This was done as part of a case study project for LionBase.
Using historical NYC data from AirBnB, identify a problem or opportunity and discuss how you would address it. The main goal is to deliver analytical insights backed by real data and models. You can choose how much data to use, what kind of data to use, and whether or not you want to bring in outside data. Clearly state and justify any assumptions you make. When thinking about a problem or opportunity, think about how it could add actual business value. http://insideairbnb.com/get-the-data.html - Please use the New York City data
As part of the case study, I created a program that allowed you to search for the top keywords that appeared in different neighborhoods withing NYC as well as allowing you to search for the neighborhoods that did or did not have a keyword associated with it in the reviews. I used python's natural language toolkit to filter only adjective keywords.
Note: If the folder already contains the files fullData.json and topData.json (which it should), just run the airbnb.py file. You can answer “yes” when asked if the neighborhood files were processed.

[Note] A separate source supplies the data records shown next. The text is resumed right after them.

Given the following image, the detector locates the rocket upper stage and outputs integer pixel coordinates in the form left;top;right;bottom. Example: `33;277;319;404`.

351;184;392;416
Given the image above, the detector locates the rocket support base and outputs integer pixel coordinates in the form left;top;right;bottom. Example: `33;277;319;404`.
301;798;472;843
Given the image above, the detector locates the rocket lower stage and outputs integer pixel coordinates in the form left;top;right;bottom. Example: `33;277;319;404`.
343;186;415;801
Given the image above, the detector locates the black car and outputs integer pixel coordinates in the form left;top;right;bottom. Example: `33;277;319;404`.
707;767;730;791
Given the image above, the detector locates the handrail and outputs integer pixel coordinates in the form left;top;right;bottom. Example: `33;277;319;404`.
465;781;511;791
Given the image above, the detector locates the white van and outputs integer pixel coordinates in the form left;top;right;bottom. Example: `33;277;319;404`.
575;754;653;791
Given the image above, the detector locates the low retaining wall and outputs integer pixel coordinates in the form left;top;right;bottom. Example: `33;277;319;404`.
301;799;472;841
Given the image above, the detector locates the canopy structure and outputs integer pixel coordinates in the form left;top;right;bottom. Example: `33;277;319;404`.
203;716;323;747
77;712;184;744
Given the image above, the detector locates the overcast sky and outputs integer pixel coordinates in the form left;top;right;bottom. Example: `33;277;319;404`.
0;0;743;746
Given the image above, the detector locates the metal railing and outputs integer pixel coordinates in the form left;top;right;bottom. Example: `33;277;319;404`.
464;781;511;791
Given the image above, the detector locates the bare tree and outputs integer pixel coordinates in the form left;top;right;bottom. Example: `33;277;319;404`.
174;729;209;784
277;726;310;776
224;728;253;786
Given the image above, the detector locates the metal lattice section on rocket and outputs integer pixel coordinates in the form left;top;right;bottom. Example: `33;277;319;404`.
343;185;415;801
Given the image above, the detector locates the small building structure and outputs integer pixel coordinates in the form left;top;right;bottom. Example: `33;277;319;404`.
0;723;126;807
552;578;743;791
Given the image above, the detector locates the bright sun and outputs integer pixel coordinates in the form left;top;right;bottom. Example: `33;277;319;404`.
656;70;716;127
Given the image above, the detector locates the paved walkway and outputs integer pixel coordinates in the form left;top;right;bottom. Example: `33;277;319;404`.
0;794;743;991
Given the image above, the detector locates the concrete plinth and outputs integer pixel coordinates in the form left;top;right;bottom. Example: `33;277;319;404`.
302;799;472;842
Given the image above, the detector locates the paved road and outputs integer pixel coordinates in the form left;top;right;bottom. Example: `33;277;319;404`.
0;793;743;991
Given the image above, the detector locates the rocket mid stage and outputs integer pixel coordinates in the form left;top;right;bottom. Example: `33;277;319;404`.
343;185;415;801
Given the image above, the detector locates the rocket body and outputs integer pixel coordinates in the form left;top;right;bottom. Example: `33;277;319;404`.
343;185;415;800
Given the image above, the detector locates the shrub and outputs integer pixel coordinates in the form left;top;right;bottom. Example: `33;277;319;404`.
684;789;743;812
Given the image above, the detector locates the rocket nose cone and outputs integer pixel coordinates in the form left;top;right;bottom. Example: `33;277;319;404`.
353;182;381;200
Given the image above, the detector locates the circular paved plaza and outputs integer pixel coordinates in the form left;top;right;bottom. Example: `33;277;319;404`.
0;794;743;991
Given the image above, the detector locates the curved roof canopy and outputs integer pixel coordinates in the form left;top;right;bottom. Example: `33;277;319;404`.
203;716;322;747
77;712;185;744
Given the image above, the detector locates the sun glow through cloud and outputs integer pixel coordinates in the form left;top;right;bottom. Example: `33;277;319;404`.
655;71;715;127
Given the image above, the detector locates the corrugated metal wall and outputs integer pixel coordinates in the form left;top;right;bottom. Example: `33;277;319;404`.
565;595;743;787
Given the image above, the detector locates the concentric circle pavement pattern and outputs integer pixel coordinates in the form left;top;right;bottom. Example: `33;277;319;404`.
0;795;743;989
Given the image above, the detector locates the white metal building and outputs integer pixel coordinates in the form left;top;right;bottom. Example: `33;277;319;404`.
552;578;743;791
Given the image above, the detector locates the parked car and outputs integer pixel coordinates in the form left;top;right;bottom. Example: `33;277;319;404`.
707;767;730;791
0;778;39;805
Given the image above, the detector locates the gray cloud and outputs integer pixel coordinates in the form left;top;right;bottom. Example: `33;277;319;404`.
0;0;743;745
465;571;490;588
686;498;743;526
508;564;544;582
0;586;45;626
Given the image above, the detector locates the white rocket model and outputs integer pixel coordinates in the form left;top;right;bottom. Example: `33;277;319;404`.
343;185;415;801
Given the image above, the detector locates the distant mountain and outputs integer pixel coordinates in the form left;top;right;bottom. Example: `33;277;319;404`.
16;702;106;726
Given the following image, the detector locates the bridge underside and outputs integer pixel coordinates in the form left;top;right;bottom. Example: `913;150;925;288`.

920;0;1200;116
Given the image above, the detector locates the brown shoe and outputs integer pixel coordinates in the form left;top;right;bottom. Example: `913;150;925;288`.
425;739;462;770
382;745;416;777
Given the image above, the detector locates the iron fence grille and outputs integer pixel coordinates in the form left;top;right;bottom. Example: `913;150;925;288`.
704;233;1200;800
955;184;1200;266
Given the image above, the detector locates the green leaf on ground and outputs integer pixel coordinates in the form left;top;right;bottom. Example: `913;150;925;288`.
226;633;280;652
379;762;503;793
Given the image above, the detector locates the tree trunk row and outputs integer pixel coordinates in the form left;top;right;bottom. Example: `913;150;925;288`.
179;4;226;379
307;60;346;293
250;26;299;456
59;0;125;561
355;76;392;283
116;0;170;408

If json files are not there, download the data from the link below then unzip the data. https://drive.google.com/file/d/1Xx0e6OjOHL4vunPEzRXExrPIdrAS0qt-/view?usp=sharing
Unzip the Data.zip file to create the data folder with the CSVs. Open the Jupyter notebook and run all cells to create the database file. Then run the airbnb.py file to run the search in terminal or any other IDE. Answer no when asked if the neighborhood files were processed. The main method should ask a series of questions involving the search process.
The Jupyter notebook was used to create the database file from the data and to test out sql implementations in python.